Doug Hunt's essays examine a large subject close at hand: the city in
which he lives. "Columbia,
Missouri, is a
University town with pretensions to enlightenment, but it is also the capital of
'Little Dixie,'" Hunt says. Since 2003, he has been at work on a series of
five narrative essays that walk the reader forward from Columbia's slavery era to present-day law
enforcement. In 2004, the Missouri Review published the first of
these essays, "A Course in Applied Lynching," which recounts in
harrowing detail the lynching of a man named James Scott at the edge of the University of Missouri campus in 1923. The essay
was listed as a "notable essay" in that year's Best American Essays.

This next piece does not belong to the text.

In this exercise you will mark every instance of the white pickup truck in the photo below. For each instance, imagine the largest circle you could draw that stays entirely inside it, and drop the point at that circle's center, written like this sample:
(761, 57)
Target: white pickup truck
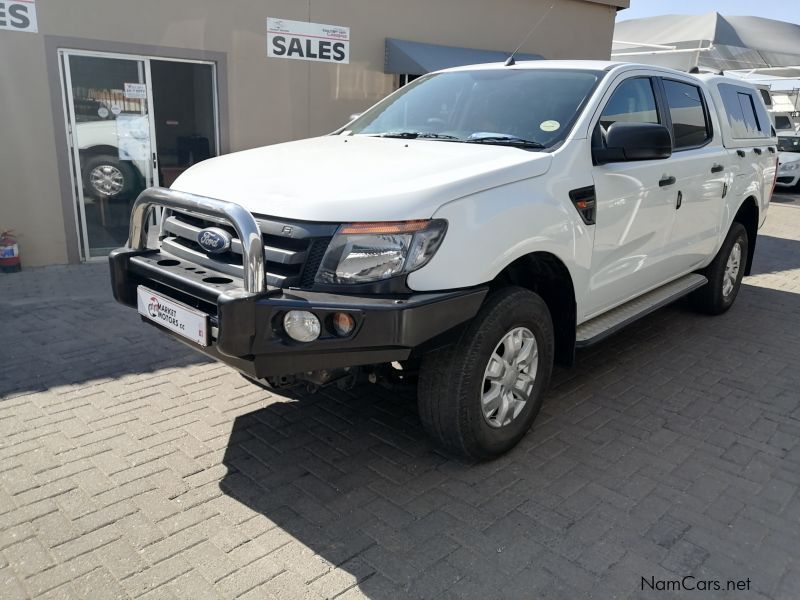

Now self-published as a short book titled Summary Justice, the essay has
been instrumental in bringing together a coalition of black and white Columbians
who are re-examining Scott's lynching and placing a proper gravestone on his
unmarked grave.
Another group of essays that may lead to a second book illustrate Columbia's social history by focusing on three
generations of its founding family, tracing the town's violent beginnings and
its later attempts to turn away from social and physical violence and become
more democratic and progressive.
Hunt's turn to the non-fiction essay followed a career in academia as a
teacher of composition and the author of a successful series of textbooks with
Houghton Mifflin (The Dolphin Reader, The Riverside Guide to Writing,
The Riverside Anthology of Literature) and an ethnographic study of
teaching and learning, Misunderstanding the Assignment.